France voted in the opening round of a parliamentary election on Sunday. The Socialists and left-leaning allies, who already control the Senate, came out on top, further strengthening President Francois Hollande.
Germany and France march to the beat of different drums - that has become abundantly clear to the new Franco-German leadership team Hollande and Merkel as they struggle to align their policies. It's also become clear to Germans observing the parliamentary elections in France, where both communists and right-wing populists are set to take seats in the Assembly.
Hollande's Socialists and other left-wingers, including the communist-backed Left Front, came out well ahead of their challengers, racking up a combined 53 percent of the vote and confirming past experience that a newly elected president always wins a parliamentary majority in the following national vote.
This year marked the first time that voters could cast their ballot via the internet. That possibility was open to French expatriates, who voted a week ahead of the regular first round of national polls on Sunday, June 10.
In the French parliamentary electoral system, the devil is in the details. A key factor are the deals the political parties strike months ahead of the vote, setting the possible foundation for government coalitions. As early as last year, the Socialists promised the Greens - now their coalition partners - that they would refrain from nominating their own candidates in more than 60 constituencies. Without such an election pact, the chances that the Greens would get into parliament - they have two ministers in the interim government Hollande named in mid-May - would be close to zero.

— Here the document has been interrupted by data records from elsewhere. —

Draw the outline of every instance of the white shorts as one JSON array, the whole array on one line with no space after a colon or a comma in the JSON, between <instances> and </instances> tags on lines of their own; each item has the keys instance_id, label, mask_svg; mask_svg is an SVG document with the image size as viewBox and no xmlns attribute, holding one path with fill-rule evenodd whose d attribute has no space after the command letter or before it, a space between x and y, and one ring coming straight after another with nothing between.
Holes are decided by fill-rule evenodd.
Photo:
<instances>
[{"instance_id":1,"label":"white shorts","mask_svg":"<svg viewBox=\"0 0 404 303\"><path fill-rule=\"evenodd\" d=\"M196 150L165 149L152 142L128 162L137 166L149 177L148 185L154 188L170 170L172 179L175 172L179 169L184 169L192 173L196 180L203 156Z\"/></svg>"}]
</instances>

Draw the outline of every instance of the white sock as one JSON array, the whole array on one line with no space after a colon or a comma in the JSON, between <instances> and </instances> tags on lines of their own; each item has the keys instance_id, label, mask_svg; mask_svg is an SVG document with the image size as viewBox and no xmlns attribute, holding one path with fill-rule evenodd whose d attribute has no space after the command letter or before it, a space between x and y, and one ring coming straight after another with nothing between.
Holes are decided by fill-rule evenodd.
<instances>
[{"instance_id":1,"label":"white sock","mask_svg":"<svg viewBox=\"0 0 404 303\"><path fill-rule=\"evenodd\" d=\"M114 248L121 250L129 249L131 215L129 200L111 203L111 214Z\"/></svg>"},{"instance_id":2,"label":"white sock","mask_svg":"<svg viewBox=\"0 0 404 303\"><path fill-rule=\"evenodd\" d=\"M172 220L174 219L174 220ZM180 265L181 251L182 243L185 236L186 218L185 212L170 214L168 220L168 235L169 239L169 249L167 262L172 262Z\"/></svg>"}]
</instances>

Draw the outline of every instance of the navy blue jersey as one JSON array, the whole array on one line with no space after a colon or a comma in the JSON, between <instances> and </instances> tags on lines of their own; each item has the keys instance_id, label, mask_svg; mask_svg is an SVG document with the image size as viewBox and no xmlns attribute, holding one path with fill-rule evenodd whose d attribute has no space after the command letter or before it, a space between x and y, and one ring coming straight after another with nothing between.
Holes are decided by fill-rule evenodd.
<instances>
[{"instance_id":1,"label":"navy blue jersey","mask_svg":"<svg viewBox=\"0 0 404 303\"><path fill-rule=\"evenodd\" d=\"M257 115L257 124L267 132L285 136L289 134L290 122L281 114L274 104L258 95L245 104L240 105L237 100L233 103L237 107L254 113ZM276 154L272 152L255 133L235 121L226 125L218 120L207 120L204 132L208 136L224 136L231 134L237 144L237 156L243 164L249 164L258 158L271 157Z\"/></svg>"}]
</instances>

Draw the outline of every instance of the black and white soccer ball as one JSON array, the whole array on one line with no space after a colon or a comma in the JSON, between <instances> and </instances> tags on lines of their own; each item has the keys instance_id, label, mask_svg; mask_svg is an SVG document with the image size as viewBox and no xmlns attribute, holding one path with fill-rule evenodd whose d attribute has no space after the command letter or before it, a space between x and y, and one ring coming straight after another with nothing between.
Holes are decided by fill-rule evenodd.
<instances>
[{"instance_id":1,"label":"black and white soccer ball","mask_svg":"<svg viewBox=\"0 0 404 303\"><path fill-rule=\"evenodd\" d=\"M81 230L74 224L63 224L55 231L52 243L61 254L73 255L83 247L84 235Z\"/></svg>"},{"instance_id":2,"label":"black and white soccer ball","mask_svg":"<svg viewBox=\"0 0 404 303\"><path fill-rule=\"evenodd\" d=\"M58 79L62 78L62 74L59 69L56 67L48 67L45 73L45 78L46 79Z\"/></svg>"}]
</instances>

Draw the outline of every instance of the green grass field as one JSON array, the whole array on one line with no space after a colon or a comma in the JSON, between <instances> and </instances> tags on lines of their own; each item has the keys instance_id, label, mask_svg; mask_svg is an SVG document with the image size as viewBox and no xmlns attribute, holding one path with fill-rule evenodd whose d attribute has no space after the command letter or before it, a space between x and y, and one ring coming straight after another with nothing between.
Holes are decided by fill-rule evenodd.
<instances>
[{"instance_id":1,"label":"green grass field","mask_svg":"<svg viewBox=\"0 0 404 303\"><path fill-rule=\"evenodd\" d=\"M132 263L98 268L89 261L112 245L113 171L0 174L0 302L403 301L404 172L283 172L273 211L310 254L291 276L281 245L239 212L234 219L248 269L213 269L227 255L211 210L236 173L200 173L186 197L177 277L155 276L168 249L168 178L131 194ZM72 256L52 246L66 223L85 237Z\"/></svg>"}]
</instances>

A Socialist pact with Jean-Luc Melenchon's communist-backed Left Front coalition, however, failed a few days ago.
All the same, quite a few candidates from the communist-backed movement are expected to win seats in parliament in the second round of voting on June 17: not only the first two candidates qualify but also those who win more than 12,5 percent of the vote. And since running for the presidency last month, radical Left Front leader Jean-Luc Melenchon has been on a roll.
Left Front leanings
The Socialist Party (PS) did not win an overall majority in the National Assembly, so the party will depend on forming a coalition government with the Greens and the Left Front. In a probable scenario ahead of the second round of voting, a number of Socialist candidates might withdraw in order to give Left Front candidates a better chance of winning seats.
But a strong showing by the extreme left might endanger the consolidation of France's state finances, Emiliano Grossman, a political scientist at the Paris-based Sciences Po, warned.
"Francois Hollande is a moderate socialist," he told DW. "His pledges for a growth pact boil down to a few cosmetic changes in the European fiscal compact. Should the Left Front do really well in the polls, however, there would be much more pressure for a more comprehensive reform," he said. "That could be a problem for the entire European Union and for France's relations with Germany."
The number of seats the Greens and the Left Front might win matters; after all, parliament has a large say in social and economic issues.
According to Norbert Wagner, head of the Paris branch of Germany's Konrad Adenauer Foundation, the president made costly election campaign promises that can only be realized with a left-wing majority in parliament. They include lowering the retirement age to 60 for some workers and introducing more civil service jobs. The proposed 75 percent tax rate on salaries over a million euros ($1.25 million) won't pay for those promises. The government estimates costs for the retirement plan alone will amount to the billion euros over the next five years. France's conservative parties have called the government's course adventurous, estimating costs for the initial program at a whopping 20 billion euros.
Ex-president Nicolas Sarkozy's center-right Union for a Popular Movement (UMP) saw sobering results on Sunday, garnering 34 percent of the vote.
The UMP's main problem is Marine Le Pen's far-right National Front (FN), which earned nearly 14 percent of votes. "The center-right is sandwiched between two sides putting on pressure," Wagner said. "There's a great danger in many constituencies that FN candidates might make it to the second round of voting." In a competition with the Left and the FN, UMP candidates regularly lose, he said, adding that a weakened conservative camp will most likely lay the foundation for a socialist victory.
A deal between the UMP and the National Front could solve that dilemma, but the conservatives traditionally refuse such coalitions. A pact with the UMP is not in the far-right party's interest in any case. "Marine Le Pen wants to destroy the UMP and then swallow what's left," Wagner said. "The bigger the defeat for the UMP, the bigger the chances are for serious tensions among the center-right." With an eye on the next presidential election in 2017, FN leader Le Pen is banking on just that happening.
Le Pen's National Front looks set to enter parliament for the first time since 1986 - and that would be a political turning point. 25 years ago, the anti-immigrant party benefited from the system of proportional representation, introduced by President Francois Mitterrand. If the party re-enters the National Assembly now, it will do so under the much stricter terms of the majority vote system.
"The FN is leaving its legacy as a protest party behind," Grossman noted. He said Marine Le Pen has removed neo-Nazi circles from the FN and has made progress in putting an end to racist remarks from within the party.
Her clean-up efforts notwithstanding, the far-right percentage of the vote remains negligible among expatriates in Germany.
French expatriates as such don't seem to be too interested in the national election back home: no more than 20 percent of those eligible to vote participated in the first round of voting.